I read this editorial in the Washington Post yesterday and it seemed to me that the editors must've been making a straw man out of Pope Benedict's position on condom use and AIDs:
THE LATE New York senator Daniel Patrick Moynihan once said, "Everyone is entitled to his own opinion but not his own facts." This holds true even for the pope.
While on a flight to Cameroon on Tuesday to begin a weeklong journey through Africa, Pope Benedict XVI said, "You can't resolve [the AIDS epidemic] with the distribution of condoms. On the contrary, it increases the problem." In a perfect world, people would abstain from having sex until they were married or would be monogamous in committed relationships. But the world isn't perfect -- and neither is Pope Benedict's pronouncement on the effectiveness of condoms in the battle against HIV/AIDS. The evidence says so.
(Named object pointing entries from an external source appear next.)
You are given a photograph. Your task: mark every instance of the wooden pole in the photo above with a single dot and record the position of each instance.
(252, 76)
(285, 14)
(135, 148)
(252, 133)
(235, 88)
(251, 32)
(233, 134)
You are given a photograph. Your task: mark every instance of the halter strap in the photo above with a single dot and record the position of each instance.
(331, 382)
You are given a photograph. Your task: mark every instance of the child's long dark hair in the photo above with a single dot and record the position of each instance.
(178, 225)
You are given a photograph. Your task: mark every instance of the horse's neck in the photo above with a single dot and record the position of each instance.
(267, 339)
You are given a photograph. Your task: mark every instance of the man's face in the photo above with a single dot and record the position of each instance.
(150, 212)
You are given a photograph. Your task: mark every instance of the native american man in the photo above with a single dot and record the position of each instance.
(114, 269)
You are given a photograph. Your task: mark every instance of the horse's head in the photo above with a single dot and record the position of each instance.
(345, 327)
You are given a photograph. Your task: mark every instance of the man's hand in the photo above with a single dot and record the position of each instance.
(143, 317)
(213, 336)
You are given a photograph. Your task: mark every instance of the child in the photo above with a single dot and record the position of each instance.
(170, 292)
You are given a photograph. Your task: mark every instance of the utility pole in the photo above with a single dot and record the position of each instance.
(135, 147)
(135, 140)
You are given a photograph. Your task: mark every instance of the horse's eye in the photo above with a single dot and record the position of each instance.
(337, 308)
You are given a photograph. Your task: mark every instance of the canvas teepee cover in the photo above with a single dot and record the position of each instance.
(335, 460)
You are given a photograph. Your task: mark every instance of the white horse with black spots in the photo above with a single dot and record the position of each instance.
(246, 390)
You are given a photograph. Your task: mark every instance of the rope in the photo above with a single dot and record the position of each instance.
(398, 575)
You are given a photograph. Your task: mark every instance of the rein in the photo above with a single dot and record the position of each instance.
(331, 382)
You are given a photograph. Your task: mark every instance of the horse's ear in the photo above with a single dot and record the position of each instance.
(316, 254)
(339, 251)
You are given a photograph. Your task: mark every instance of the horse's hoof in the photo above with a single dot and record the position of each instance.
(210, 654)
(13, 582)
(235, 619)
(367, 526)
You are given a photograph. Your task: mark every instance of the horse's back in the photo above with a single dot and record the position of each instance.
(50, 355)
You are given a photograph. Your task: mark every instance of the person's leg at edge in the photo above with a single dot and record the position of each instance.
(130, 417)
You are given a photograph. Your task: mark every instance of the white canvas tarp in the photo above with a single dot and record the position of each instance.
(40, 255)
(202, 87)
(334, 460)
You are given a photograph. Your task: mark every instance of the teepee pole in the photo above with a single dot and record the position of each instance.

Are condoms foolproof protection against infection by HIV, which causes AIDS? No. Sometimes they break, and sometimes people put them on incorrectly. Still, doctors on the front lines of the fight against the AIDS epidemic established long ago that the use of condoms greatly diminishes the transmission of HIV, the cause of a disease that has no cure. That the pope chose to question the value of condoms in fighting the nearly 28-year-old scourge while heading to the continent whose people are most affected by it is troubling. According to UNAIDS, the Joint United Nations Program on HIV/AIDS, sub-Saharan Africa is the epidemic's center, with 67 percent of the world's 32.9 million people with HIV and with 75 percent of all AIDS deaths. Heterosexual intercourse is the "driving force" of the epidemic.
Now the peculiarity in this editorial is that the Post insists that "the evidence" says that Pope Benedict is wrong. Yet the Post cites no evidence to support its position. Instead, it offers a hypothesis and implies that common sense says it must be right--but that's not evidence. Obviously it is true that if you have sex, using condoms will reduce the transmission of AIDS.
But is seems obvious that was not the Pope's point. Obviously what he had in mind is that the promotion of condom use leads to an increase in sex and that the increase in sex leads to an increase in AIDS infection. The question is an empirical one.
And, in fact, I see from Mirror of Justice that is exactly what the Pope had in mind. I haven't done an exhaustive empirical investigation as to the accuracy of the findings reported there or whether they are generalizable. But although the Wa Po insists that there is evidence, it doesn't actually provides any evidence for its argument or against Benedict's claim that urging condom use will lead to an increase in sex. Instead it seems like the Post simply misunderstood Benedict's argument and instead attributed an utterly illogical and senseless position to him, implying that his position is something stupid like using a condom while having sex does not reduce the transmission of AIDS. If the Post was not treating the Pope's position as a straw man argument it seems like it would have done well to actually provide some evidence that would disprove the Pope's actual claim.